Troppo spesso quando si parla di Calabria e di sviluppo si oscilla fra un pessimismo, che altro non è che l’anticamera del disfattismo, che fa immaginare che qualunque sforzo sia inutile e che i calabresi siano antropologicamente incapaci di avviare circoli virtuosi e il facile ottimismo, figlio spesso dell’incompetenza, che delinea percorsi immaginifici, ma lontani dalla realtà e, pertanto, irrealizzabili. Per trovare la giusta via non possiamo che affidarci alle parole di un grande esperto di sviluppo, Albert Hirschiman, che, nell’allegoria della «mano che nasconde», afferma, partendo dall’assunto che gli individui non abbiamo grande fiducia nelle proprie capacità, che è spesso necessario nascondere i problemi e sottostimare la dimensione delle avversità, in modo da poter iniziare senza troppe perplessità ad affrontare la realtà, facendo pieno uso delle proprie capacità.
Dobbiamo, quindi, nasconderci le difficoltà, senza cadere nella faciloneria, e ciò è possibile solo se si ha il coraggio di pensare in grande e di pensare strategicamente. Abbiamo bisogno di grandi idee che rompano gli schemi consolidati, abbiamo bisogno di una iniezione di fiducia, abbiamo bisogno di una visione dello sviluppo. Tutto questo è drammaticamente mancato negli ultimi 40 anni, abbiamo convissuto con politiche di piccolo cabotaggio, prive di spunti innovativi che altro non erano che ripetizioni stantie o imitazioni mal riuscite. La latitanza delle istituzioni e il drammatico fallimento di tutte le politiche di sviluppo hanno dato fiato e potere a tutto un sottobosco politico–clientelare che ha barattato il consenso con la promessa di uno sviluppo assistito, che si manifestava in una pioggia di finanziamenti non inseriti in alcun progetto serio ed organico di sviluppo e che non faceva altro che inseguire le emergenze, non per risolverle, bensì per perpetuarle. La Calabria non deve più inseguire l’industrializzazione, ma deve fare un salto nella nuova era e investire in creatività e innovazione. È inutile inseguire il treno dell’industrializzazione, dobbiamo piuttosto pensare alla Calabria 4.0, una Calabria di imprese high–tech e che forniscono servizi avanzati e una Calabria che valorizza in maniera innovativa i tradizionali settori dell’Agroalimentare e del Turismo.

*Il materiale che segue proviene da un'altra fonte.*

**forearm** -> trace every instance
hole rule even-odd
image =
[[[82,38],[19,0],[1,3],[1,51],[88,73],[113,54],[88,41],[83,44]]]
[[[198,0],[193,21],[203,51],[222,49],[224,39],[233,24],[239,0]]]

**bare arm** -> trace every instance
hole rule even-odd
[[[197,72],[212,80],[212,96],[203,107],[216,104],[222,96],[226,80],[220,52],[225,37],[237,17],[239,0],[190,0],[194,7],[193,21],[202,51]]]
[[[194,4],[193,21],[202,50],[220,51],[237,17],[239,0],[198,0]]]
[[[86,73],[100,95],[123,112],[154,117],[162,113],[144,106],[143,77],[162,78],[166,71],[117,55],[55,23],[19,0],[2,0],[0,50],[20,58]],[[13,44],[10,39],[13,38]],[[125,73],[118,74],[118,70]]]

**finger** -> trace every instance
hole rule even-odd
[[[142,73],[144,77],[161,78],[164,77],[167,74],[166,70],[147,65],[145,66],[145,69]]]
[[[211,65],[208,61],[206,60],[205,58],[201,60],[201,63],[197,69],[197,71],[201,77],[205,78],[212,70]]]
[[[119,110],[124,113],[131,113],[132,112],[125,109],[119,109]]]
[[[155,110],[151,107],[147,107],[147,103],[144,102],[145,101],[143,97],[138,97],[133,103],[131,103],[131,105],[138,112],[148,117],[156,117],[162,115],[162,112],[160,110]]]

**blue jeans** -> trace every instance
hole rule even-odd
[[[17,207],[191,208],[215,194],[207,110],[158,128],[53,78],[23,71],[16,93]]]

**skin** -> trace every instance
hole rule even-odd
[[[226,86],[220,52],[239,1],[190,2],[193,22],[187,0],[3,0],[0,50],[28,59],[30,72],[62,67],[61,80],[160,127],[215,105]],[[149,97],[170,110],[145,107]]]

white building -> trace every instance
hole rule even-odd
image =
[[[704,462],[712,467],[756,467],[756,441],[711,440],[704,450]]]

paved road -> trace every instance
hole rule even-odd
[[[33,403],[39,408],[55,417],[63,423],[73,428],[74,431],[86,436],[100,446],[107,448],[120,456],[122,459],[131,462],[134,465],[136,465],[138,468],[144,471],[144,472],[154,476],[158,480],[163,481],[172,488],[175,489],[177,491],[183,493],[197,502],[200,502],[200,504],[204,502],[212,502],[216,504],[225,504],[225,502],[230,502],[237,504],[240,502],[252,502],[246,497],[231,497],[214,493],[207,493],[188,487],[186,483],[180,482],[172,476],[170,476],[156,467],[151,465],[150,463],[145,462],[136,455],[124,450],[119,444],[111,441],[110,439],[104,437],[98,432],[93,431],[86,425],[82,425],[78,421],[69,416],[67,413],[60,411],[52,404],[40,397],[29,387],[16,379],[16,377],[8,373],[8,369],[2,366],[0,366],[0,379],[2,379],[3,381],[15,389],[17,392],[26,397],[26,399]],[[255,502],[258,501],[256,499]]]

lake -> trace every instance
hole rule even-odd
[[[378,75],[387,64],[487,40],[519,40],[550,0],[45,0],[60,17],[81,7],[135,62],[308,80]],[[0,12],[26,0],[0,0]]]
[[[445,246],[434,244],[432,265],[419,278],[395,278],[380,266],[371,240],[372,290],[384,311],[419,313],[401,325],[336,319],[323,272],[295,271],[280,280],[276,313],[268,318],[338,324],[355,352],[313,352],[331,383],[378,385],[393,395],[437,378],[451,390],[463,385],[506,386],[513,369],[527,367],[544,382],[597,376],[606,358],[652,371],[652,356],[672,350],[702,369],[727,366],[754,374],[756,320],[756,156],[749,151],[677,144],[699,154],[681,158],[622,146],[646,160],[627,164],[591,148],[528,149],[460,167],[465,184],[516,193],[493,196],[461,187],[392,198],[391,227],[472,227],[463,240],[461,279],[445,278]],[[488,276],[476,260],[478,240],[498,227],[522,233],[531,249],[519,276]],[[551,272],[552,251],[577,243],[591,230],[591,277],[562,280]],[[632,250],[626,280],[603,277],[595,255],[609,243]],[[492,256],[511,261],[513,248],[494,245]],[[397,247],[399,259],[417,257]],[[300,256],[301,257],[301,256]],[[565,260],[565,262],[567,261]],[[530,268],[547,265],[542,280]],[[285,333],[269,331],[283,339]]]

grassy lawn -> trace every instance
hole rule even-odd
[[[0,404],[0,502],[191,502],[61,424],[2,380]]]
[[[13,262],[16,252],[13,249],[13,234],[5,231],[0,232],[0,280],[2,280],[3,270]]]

Calabria 4.0 significa investire nella logistica, e a Gioia Tauro abbiamo un polo di eccellenza in grado di trasformare la Calabria in una grande piattaforma fra l’Europa, l’Asia e l’Africa. Calabria 4.0 significa trasformare la Calabria in una regione creativa che a partire dal patrimonio di beni culturali valorizzi i settori tradizionali del turismo, dell’agroalimentare e dell’artigianato di qualità innestando una “sovrapposizione virtuosa” tra beni culturali e sistema produttivo che è ciò che consente ciò ai beni culturali di giocare il ruolo di volano di sviluppo. In un mondo in cui la velocità è tutto, in cui la rapidità è un fattore critico di successo, la Calabria si presenta con un processo di decisione/attuazione, lento, farraginoso ed elefantiaco.
Un pachiderma che deve competere in una gara di velocità con lepri e gazzelle. Non servono nuove risorse o nuovi investimenti. La cura è semplice e immediata, basta investire in intelligenza e competenze. Ma intelligenza e competenza fa rima con merito e questo è stato sempre il grande assente nei palazzi regionali. I fondi strutturali e la programmazione 2021–2027, a fronte del sostanziale fallimento della programmazione 2014–2020, sono in questa luce una opportunità straordinaria che per essere colta ha bisogno di un cambiamento a 360° sia nella strategia, sia nell’attuazione. Il poco e male fatto fino ad oggi deve essere immediatamente corretto perché quella che abbiamo oggi è un’opportunità straordinaria per far crescere la Calabria. Sprecarla sarebbe non solo un atto di masochismo, ma anche una perdita di credibilità esiziale per la Calabria.